The process flow is designed to reflect the multifaceted nature of nanoparticle formation and drug encapsulation:

1. Molecule Selection and Configuration: The initial step involves selecting the molecular components that will form the nanoparticles. For paclitaxel and curcumin nanoparticles, users can choose from a variety of surfactants and polymers that facilitate self-assembly.
2. Nanoparticle Assembly Modeling: The module then allows for the design of the nanoparticle structure, incorporating the drug molecules into the assembly matrix.
3. Solvent and Environmental Conditions: The simulation considers the solvent and environmental parameters crucial for nanoparticle stability and drug release. It emulates physiological conditions to predict the behavior of the nanoparticles upon administration.
4. Dynamics Simulation and Result Analysis: With the structural model established, the module conducts molecular dynamics simulations to observe the self-assembly process and the resulting nanoparticle structure. It evaluates the encapsulation efficiency, stability of the drug within the nanoparticle, and the potential release profile.

The self-assembled nanoparticle simulation module provides powerful software for researchers to design and optimize nanoparticle formulations for drugs like paclitaxel and curcumin. By facilitating a deep understanding of the self-assembly process and the resulting nanoparticle characteristics, the module aids in the refinement of drug delivery strategies.

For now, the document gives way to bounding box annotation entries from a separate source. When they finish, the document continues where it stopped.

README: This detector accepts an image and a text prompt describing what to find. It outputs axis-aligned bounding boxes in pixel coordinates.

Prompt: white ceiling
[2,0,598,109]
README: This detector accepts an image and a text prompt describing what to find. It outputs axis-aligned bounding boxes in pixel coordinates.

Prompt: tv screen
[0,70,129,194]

This module provides an immersive simulation experience. Users begin by selecting appropriate lipid molecules to construct a biological membrane model that could vary from a simple plasmalemma to complex endoplasmic membranes.

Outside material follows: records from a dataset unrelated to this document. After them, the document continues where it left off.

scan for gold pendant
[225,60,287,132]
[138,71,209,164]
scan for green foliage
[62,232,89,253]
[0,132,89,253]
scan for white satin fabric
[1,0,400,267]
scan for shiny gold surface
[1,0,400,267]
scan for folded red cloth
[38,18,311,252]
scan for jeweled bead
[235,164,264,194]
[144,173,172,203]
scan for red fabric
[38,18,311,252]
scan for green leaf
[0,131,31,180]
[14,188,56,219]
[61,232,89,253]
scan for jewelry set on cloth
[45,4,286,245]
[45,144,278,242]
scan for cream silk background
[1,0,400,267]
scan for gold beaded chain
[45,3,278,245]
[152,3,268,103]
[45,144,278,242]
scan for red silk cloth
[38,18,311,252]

They then input the drug molecule's structural data and establish the dimensions of the simulation box, tailoring it to the scale and scope of their study. Once the structural setup is complete, the tool autonomously adjusts the box size, sets up the initial position of the drug molecule at an appropriate distance from the membrane surface, and embarks on a detailed equilibration protocol.

This includes a six-step equilibration, embracing energy minimization to remove any steric clashes or inappropriate geometries, followed by NVT and NPT ensemble simulations to acclimate the system to the desired temperature and pressure while maintaining the integrity of the initial conditions through careful application of positional restraints. Upon achieving a stable system, the tool transitions to the umbrella sampling simulation phase.

1. In the first part of this phase, umbrella pulling is performed, where the tool applies a calibrated force to shepherd the drug molecule across the cell membrane at a controlled rate and trajectory, acquiring a comprehensive set of enhanced sampling trajectories.
2. The second part involves meticulous window extraction and sampling, culminating in the construction of a definitive PMF curve. Researchers can leverage this curve to quantitatively assess the transmembrane ability of the drug molecule, effectively mapping out the energy profile of the permeation pathway.

This module, with its state-of-the-art simulation capabilities, affords researchers an unparalleled level of detail in understanding the transmembrane transport of drugs. By dissecting the energetic nuances of drug-membrane interactions, the tool contributes substantially to the predictive modeling of drug absorption profiles.